Rachmaninoff : Voilà un nom qui résonne dans l’âme de tout mélomane ; un peu mystérieux, virtuose, romantique… Il est impossible de ne pas se souvenir de quelques accents de son deuxième concerto pour piano, dès qu’on l’a entendu pour la première fois.
Rachmaninoff
Sergueï Rachmaninoff est l’un des plus grands compositeurs russes romantiques du tournant des XIXème et XXème siècles. Pianiste virtuose, chef d’orchestre et compositeur, il a laissé une œuvre marquée par la mélancolie, l’ampleur mélodique et une intensité émotionnelle très personnelle.

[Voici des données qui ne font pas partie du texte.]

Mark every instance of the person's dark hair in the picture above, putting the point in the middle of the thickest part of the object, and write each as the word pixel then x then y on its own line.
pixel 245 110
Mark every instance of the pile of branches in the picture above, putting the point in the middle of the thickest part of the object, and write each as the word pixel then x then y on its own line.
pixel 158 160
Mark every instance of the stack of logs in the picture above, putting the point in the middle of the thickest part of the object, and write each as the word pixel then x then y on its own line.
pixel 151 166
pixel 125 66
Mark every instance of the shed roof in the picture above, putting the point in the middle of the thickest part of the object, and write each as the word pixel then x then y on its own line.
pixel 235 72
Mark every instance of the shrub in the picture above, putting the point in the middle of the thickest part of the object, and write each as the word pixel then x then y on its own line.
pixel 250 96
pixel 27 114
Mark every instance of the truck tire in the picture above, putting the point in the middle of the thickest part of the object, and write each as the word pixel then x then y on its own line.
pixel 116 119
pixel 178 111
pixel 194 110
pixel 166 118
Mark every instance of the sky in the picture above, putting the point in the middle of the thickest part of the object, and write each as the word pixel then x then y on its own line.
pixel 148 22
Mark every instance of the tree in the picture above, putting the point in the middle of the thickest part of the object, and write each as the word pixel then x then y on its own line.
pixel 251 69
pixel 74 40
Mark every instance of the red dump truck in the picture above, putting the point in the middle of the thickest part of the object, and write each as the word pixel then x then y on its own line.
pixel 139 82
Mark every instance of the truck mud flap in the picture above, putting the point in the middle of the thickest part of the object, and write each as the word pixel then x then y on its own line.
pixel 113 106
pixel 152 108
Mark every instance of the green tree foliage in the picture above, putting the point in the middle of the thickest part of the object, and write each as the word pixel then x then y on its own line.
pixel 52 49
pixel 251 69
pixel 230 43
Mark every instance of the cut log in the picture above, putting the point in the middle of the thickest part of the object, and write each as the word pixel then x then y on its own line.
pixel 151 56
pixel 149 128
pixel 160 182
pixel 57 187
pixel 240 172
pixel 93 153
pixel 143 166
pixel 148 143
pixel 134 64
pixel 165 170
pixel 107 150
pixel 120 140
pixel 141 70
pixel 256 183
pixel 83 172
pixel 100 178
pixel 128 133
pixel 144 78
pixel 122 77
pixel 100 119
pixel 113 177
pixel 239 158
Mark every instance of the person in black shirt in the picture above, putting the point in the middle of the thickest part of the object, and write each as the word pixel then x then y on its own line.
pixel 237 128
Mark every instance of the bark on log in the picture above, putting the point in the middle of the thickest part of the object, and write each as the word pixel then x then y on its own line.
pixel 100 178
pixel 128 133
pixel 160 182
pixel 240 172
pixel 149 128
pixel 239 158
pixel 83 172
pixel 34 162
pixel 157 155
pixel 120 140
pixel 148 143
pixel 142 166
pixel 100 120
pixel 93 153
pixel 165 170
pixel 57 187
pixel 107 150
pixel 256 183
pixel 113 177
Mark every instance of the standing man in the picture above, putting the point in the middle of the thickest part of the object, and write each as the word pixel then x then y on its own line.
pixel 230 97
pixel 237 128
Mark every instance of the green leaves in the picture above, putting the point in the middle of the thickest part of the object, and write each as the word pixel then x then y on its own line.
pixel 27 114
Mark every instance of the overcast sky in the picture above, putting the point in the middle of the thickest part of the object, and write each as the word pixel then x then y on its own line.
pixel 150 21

Né en 1873 dans l’Empire russe et mort en 1943 aux États-Unis, il traverse une époque de bouleversements historiques qui façonne profondément sa trajectoire artistique. Sa carrière est aussi celle d’un musicien partagé entre la scène et la création, entre le succès public et l’exigence intérieure du compositeur. Et la dépression. Omniprésente…
Rachmaninoff entre très tôt dans l’enseignement musical et se forme dans les grands conservatoires russes, notamment à Moscou. Il y développe une technique pianistique exceptionnelle, mais aussi un sens aigu de l’écriture pour clavier et de l’orchestre. Son entourage artistique, avec des figures comme Taneïev, Arenski et l’héritage de Tchaïkovski, joue un rôle important dans la construction de son langage musical. Très jeune, il s’impose comme un talent hors norme. Son opéra Aleko et son Prélude en ut dièse mineur attirent rapidement l’attention, annonçant une carrière de compositeur déjà singulière.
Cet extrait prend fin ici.